This is a tricky question, because there is no "friction" force. Rather friction is more a class of forces which we identify by their properties. Real friction is cause by things like microscopic surfaces or electrostatic attractions which are tremendously difficult to calculate. However, when you sum them all together, we see the traditional properties of friction:
- Proportional to the normal force pushing the two surfaces together.
- Directed along the surface.
- Opposing the direction of motion
So this spray is really going to negate the sum forces which function this way.
So the first thing we'll see is that the bullet falls out of the case. A 10mm Auto case is a friction fit. However, we can fix this with a pair of pliers. Crimping the case into the bullet creates an indent. Now this is useful because this can hold the bullet in place. The forces we need are normal to the surface, so they hold the bullet in place. Now at this point we should be terrified because it's highly dis-advised to modify a cartridge in this way. You can increase the pressure in during firing and that can lead to a barrel explosion. Needless to say that's bad news. Never modify a cartridge unless you have the knowhow to make sure it is safe!

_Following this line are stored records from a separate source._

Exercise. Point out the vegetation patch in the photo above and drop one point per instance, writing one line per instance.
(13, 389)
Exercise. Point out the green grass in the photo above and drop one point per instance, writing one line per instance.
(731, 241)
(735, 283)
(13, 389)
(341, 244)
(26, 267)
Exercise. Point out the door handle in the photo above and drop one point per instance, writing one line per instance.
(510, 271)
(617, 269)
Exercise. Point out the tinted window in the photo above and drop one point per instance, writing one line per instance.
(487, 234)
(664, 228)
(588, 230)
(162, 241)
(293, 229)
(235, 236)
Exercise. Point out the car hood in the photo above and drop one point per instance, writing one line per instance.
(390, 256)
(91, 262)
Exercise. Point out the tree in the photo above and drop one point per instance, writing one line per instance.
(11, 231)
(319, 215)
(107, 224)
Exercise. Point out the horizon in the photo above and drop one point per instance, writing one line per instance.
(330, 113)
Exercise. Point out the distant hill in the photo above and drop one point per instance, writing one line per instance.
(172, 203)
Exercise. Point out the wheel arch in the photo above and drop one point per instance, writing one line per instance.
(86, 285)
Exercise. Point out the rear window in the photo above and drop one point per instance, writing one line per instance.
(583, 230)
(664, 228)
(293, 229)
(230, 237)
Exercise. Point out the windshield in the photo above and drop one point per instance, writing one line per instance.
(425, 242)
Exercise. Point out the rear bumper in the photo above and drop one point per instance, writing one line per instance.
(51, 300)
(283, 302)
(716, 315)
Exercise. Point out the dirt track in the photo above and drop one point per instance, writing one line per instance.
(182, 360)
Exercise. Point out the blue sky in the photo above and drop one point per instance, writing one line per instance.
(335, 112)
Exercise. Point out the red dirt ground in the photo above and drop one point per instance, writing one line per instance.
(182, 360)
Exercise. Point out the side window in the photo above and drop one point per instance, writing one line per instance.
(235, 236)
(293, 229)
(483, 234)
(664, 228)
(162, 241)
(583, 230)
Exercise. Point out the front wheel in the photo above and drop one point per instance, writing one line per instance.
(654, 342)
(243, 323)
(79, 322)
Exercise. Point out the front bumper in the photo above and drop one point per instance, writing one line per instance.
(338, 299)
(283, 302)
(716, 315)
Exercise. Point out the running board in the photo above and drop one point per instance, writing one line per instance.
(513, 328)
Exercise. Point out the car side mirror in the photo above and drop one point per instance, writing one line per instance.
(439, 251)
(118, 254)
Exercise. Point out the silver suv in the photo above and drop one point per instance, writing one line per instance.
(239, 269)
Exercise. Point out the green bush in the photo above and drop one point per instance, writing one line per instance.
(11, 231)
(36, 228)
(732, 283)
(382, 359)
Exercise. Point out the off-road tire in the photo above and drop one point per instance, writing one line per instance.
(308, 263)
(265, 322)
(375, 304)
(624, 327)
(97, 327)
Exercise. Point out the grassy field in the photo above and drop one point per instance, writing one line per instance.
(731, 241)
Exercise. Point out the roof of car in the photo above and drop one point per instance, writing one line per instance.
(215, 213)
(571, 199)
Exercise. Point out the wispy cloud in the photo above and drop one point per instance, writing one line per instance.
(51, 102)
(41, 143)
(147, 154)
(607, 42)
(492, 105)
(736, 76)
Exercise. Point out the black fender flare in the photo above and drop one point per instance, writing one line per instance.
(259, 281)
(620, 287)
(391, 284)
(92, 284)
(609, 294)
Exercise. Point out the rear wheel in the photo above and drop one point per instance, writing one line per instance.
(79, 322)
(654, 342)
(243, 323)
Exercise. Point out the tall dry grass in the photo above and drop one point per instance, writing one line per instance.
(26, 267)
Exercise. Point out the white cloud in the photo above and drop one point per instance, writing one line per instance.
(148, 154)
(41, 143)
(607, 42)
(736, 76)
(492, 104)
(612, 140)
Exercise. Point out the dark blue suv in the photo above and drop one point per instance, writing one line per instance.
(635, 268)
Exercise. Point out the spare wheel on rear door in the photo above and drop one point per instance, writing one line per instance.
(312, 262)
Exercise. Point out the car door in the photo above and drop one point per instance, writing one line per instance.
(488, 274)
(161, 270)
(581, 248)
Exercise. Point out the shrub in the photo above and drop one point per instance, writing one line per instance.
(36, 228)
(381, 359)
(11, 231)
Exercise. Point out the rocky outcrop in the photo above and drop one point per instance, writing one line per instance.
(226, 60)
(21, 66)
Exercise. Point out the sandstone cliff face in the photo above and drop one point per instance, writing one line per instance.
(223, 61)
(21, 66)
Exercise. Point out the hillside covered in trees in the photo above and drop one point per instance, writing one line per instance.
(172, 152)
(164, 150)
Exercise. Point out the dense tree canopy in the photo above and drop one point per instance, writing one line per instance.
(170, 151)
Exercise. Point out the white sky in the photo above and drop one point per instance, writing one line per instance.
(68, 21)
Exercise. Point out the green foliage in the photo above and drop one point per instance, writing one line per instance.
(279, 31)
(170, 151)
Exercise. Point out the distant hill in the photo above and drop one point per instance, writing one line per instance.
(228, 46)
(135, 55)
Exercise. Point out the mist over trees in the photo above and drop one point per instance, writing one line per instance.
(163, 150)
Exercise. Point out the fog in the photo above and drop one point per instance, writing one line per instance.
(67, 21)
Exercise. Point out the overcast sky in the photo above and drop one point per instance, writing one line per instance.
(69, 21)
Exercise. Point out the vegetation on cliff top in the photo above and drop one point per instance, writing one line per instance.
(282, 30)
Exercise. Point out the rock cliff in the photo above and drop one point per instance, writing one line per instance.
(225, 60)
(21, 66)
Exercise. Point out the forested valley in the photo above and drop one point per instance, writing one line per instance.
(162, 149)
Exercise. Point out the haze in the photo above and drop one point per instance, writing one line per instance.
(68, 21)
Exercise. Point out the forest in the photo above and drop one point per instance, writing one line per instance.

Now, air forces. These are going to matter for flight, and they're also going to matter for the gunpowder's effects. These pressures are mostly normal to the bullet surface, so they will not be affected. We can also expect the rifling to work for the same reason that the crimped case worked. The bullet is deformed to fit the rifling during firing. It's not just a friction fit. However, it may be less effective, depending on the depth of your Glock's rifling. For some reason, there's not much information on how well Glock rifling performs on fricitonless bullets for me to reference.
While flying, drag forces are very different from friction forces. There is some friction from air moving along the bullet, so that will be made better by this spray. Most of the effects, however, are air pressure and viscosity issues. You still have to push the air out of the way. You still have a vacuum in your wake. You still have effects like wave drag.
Now for the part you were interested in: the impact!
When you impact, friction may vanish, but momentum is still there. If you want the bullet to slide off your steel plate, you still need to impart enough horizontal momentum to make that happen.
So what is your steel plate like? Too soft, and it will deform as the bullet hits while imparting that horizontal momentum. This can lead to the bullet getting trapped like a ball in a baseball mitt. Once this happens, momentum will tear that cute little lead slug apart.
If the surface is perfectly hard, then you will be applying all of the momentum to the leading edge of the bullet. This will cause deformation in the lead, letting the bullet rotate like a fluid in a blender. The material properties of the bullet will matter here. My expectation is that the lead will deform fast enough to cause the bullet to spin tail first in the same direction as friction would have caused it to spin -- just for a different reason.
However, if this was a different material, the story could be different. The bullet could be made out of an unobtanium that is perfectly rigid. In this case, the bullet will start to slide, and will be rotated by the torque from this impact location. Most likely (depending on bullet geometry), this torque will cause the front of the bullet to slide along the plate, like when your front foot slips out from in front of you on an icy patch.
This creates an interesting situation where the bullet is spinning "the wrong way." But that's fine because we have a frctionless material making sure everything is fine.
If you had a minnie ball, which was perfectly spherical, the force would be in line with the CG of the bullet, so the result would be a perfect "slide." That is, of coruse, assuming the bullet doesn't glance off. There's an entire set of math left to analyzign that question. Bullets indeed do often glance off.